The reasons for the exodus are typically attributed to the emergence of the automobile, which made suburban living feasible and downtown living more difficult. In the Casco's case, these pressures were exacerbated by the fact that the boundaries of the Panama Canal Zone, which was off limits to Panamanians, were drawn so as to pinch the Casco off from the rest of the city, leaving only one narrow road for entrance and exit.

The handover of the Panama Canal in 1999 and UNESCO World Heritage Site designation in 1998 ushered in an era of revitalization by government, entrepreneurs and international organizations.

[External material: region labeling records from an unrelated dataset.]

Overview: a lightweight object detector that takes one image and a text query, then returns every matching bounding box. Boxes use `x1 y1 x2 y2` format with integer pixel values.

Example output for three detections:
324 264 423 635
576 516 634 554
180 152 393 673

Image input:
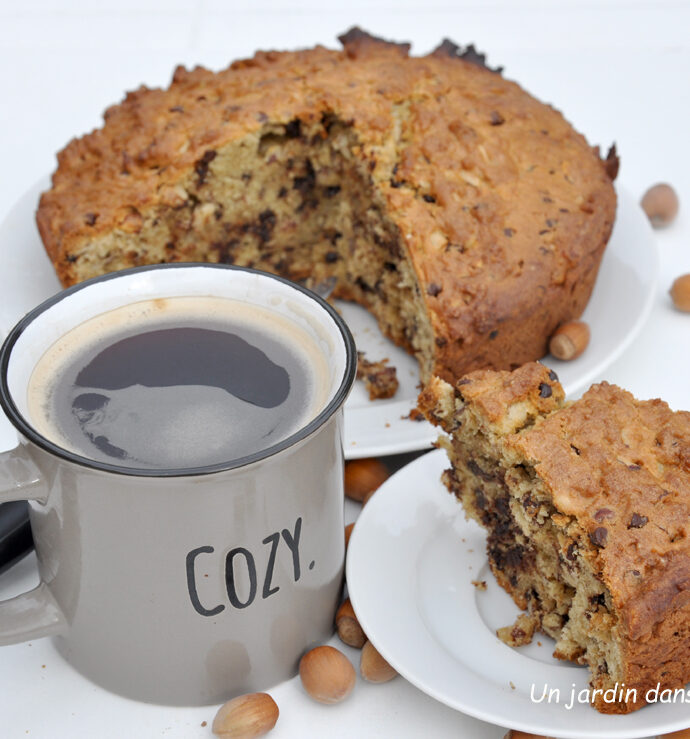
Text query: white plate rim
346 449 690 739
0 178 660 459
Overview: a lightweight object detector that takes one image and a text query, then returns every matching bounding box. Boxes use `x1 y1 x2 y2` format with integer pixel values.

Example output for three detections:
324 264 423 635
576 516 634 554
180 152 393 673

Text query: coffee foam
27 296 331 462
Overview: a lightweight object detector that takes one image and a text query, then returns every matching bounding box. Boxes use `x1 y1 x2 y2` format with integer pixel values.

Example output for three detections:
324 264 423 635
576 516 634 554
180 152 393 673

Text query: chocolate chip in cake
467 459 496 482
628 513 649 529
285 118 302 139
194 149 216 186
539 382 553 398
589 526 609 549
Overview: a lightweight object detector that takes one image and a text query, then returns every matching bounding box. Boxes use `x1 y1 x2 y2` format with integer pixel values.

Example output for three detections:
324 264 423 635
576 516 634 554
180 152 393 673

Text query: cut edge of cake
419 363 690 713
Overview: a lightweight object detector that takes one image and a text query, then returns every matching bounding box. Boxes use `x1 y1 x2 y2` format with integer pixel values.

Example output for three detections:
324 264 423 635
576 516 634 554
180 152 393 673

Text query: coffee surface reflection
29 298 324 469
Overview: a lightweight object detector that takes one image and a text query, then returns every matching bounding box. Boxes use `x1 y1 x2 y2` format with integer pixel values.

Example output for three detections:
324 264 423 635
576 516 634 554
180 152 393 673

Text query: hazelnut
640 182 679 228
345 458 390 503
345 522 355 552
359 641 398 683
549 321 589 361
299 646 356 703
211 693 278 739
335 598 367 649
669 274 690 313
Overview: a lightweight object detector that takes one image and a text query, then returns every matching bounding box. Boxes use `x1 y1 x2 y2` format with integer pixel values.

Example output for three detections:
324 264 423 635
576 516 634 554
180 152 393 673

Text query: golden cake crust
420 363 690 713
37 32 616 379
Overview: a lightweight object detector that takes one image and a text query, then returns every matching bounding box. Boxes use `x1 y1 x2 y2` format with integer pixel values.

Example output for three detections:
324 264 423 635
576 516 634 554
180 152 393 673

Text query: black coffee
29 298 320 469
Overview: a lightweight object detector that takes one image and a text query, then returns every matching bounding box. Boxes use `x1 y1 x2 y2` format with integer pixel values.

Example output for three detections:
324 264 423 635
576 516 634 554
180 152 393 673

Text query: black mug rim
0 262 357 478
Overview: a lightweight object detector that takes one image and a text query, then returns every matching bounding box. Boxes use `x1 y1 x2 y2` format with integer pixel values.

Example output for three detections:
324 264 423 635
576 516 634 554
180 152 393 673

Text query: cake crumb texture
37 29 618 381
419 363 690 713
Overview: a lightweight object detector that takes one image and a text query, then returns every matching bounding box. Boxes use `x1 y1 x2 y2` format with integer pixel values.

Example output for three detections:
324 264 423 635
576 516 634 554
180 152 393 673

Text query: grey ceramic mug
0 264 356 705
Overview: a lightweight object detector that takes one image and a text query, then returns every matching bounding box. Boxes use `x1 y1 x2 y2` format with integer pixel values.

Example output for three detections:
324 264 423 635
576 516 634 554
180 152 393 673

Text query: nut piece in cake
419 363 690 713
37 29 617 382
357 352 399 400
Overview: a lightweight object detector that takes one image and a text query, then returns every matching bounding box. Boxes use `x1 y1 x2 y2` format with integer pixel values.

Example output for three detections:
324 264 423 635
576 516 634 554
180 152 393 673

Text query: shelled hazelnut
299 646 356 704
359 641 398 683
335 598 367 649
549 321 589 361
211 693 279 739
669 274 690 313
345 522 355 551
640 182 679 228
345 457 390 503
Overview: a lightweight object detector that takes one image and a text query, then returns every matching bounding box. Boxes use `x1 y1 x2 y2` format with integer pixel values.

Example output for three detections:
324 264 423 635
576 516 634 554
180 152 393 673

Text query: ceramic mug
0 264 356 705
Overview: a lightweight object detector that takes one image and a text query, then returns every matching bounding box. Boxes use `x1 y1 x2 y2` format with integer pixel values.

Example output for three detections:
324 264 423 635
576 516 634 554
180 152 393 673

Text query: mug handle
0 445 67 646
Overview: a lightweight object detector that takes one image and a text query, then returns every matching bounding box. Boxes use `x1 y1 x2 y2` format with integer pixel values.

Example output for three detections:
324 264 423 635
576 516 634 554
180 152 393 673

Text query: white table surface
0 0 690 739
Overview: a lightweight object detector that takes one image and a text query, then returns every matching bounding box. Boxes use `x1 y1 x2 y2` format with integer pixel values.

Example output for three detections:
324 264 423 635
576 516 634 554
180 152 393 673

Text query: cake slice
419 363 690 713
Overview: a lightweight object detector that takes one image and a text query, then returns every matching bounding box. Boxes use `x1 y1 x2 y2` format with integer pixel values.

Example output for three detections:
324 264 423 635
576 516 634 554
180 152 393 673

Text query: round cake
37 29 617 388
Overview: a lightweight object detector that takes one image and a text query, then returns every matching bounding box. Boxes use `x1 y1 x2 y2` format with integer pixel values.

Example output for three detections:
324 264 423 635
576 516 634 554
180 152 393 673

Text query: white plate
347 450 690 739
0 180 659 459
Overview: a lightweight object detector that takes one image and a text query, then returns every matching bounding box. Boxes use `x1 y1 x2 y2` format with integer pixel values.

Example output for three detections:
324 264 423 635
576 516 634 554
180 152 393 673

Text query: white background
0 0 690 739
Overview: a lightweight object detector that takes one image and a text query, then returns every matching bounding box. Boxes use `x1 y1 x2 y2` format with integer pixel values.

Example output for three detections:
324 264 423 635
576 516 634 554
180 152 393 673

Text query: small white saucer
347 450 690 739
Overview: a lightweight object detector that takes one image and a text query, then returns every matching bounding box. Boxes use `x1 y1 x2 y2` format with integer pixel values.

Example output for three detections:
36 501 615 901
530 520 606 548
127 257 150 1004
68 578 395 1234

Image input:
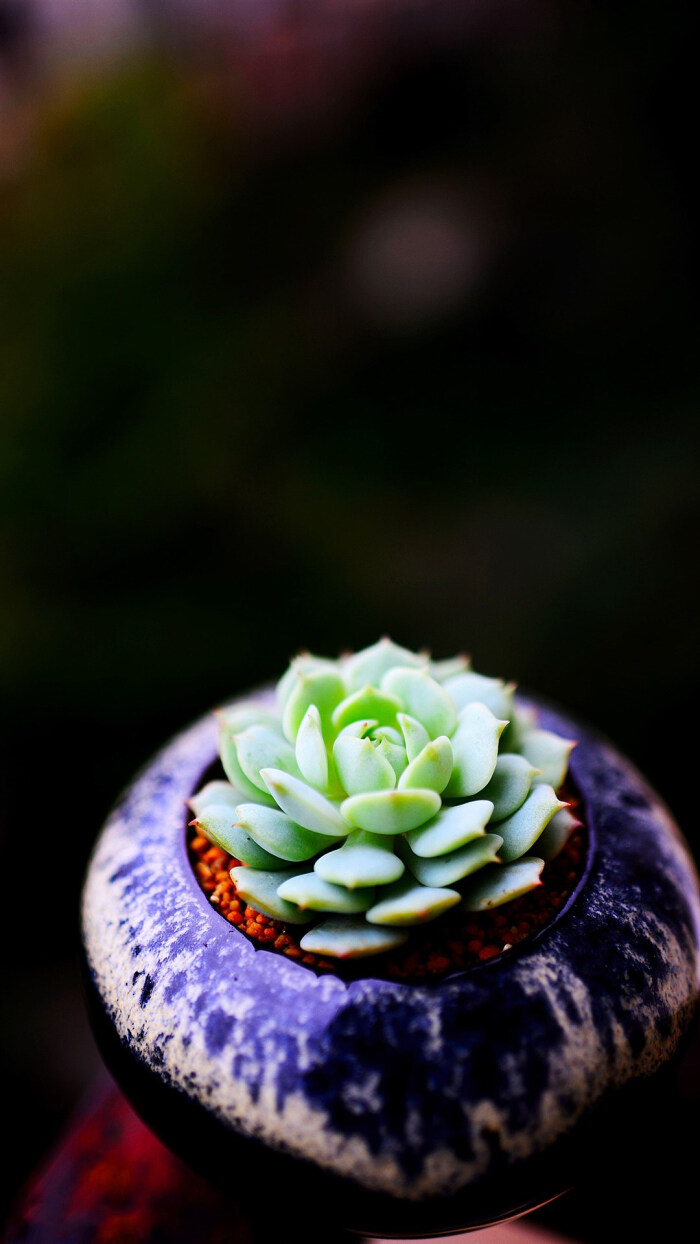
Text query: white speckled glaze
83 696 700 1219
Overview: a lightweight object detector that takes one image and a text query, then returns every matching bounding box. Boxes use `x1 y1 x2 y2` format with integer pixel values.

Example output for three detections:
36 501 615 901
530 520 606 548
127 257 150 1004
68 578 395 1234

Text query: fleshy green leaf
341 790 440 833
261 769 349 838
344 637 428 692
300 916 408 959
231 867 312 924
497 786 567 863
371 725 404 748
187 781 244 816
382 668 458 739
398 713 430 763
234 725 301 792
338 718 377 739
333 684 403 730
313 830 404 889
407 799 494 860
520 730 576 790
480 754 537 821
377 739 408 779
445 703 507 799
294 704 328 790
428 653 470 685
277 652 342 714
461 856 545 912
282 666 346 743
445 669 515 722
195 804 285 868
219 729 275 807
501 700 537 751
537 807 582 863
367 877 461 926
333 734 397 795
236 804 328 863
399 734 453 794
277 872 373 913
397 833 504 886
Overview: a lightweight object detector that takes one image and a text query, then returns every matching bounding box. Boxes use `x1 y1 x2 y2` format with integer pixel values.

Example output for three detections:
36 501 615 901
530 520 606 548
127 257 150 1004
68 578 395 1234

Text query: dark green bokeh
0 4 699 1219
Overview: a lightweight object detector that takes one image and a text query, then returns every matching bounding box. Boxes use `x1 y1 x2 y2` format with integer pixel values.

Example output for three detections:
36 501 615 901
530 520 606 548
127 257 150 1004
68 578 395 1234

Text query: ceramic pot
82 693 700 1235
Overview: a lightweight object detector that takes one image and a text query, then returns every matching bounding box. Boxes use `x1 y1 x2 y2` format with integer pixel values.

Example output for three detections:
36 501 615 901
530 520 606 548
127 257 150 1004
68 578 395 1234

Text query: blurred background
0 0 700 1239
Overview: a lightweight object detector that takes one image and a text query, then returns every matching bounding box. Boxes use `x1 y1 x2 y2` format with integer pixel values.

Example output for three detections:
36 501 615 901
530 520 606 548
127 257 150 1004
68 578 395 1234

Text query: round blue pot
82 693 700 1238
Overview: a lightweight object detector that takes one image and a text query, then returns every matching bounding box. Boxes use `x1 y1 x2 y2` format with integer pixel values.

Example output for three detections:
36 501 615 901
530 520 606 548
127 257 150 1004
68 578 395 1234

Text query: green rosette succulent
190 639 578 958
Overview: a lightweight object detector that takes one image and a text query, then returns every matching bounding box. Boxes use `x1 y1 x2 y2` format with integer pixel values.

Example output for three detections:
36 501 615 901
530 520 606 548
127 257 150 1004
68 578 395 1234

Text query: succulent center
190 639 579 959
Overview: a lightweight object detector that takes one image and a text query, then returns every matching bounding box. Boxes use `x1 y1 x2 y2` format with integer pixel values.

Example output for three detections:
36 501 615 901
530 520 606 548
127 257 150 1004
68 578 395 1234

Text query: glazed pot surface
83 709 700 1234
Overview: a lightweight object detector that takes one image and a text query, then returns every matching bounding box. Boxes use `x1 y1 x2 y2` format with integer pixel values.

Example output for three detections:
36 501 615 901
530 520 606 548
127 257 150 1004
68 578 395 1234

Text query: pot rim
83 692 700 1200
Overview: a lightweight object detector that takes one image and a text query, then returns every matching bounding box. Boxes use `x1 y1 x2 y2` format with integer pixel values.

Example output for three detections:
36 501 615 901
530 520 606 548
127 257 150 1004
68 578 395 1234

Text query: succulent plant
190 639 578 958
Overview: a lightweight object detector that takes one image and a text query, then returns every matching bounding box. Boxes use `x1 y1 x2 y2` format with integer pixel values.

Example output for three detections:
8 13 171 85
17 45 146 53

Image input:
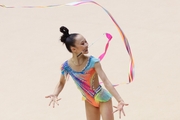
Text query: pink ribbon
0 0 134 83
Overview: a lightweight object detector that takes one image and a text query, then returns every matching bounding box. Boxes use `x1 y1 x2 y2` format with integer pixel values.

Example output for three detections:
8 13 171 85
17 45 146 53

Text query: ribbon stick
0 0 134 83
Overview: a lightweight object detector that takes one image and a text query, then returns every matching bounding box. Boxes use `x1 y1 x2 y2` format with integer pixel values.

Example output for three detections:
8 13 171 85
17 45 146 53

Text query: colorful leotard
61 56 112 107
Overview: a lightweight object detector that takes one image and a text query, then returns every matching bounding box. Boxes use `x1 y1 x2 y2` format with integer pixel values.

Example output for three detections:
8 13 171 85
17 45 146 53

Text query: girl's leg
100 99 114 120
85 101 100 120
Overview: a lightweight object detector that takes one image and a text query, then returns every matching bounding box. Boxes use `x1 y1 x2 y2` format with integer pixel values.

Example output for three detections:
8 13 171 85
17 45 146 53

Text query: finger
119 111 121 119
113 110 118 113
45 95 50 98
56 101 59 105
122 109 126 116
124 104 129 106
53 101 55 108
49 100 53 106
57 98 61 101
113 106 117 108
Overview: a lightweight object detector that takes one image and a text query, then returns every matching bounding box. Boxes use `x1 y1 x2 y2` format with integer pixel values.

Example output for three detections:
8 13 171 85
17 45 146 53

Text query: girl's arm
95 62 124 103
53 75 66 96
45 75 66 108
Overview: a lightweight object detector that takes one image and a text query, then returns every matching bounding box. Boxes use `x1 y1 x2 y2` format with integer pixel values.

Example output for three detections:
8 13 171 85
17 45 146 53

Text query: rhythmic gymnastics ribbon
0 0 134 83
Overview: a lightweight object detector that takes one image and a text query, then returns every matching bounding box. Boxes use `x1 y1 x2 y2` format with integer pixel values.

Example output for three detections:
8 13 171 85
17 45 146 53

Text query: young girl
46 26 128 120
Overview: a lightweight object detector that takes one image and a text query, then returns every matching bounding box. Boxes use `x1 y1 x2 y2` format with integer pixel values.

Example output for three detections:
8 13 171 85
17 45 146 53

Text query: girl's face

The 100 acre peninsula's legacy of Spanish, French and American colonial, neoclassical and art nouveau architecture is unique. Certain styles, particularly the narrow 16th through 18th century houses with internal courtyards, are specific to the region. So, while people often refer to Casco Viejo as a "colonial city", the current city-scape is more dominated by French and Early American architecture, which UNESCO points out in its justification of World Heritage status, "lends it a special quality that other colonial cities in Latin America lack (with the exception of New Orleans, where the quality of the architecture is markedly inferior)."

UNESCO drew a connection between this eclectic collection of architectural styles and Panama's historical role as a world cross roads, with each style representing a boom in inter-oceanic trade through the Isthmus. This collection of architecture and the people who inhabit it are clear reflections of Panama's fascinating cultural makeup and an important part of our common heritage.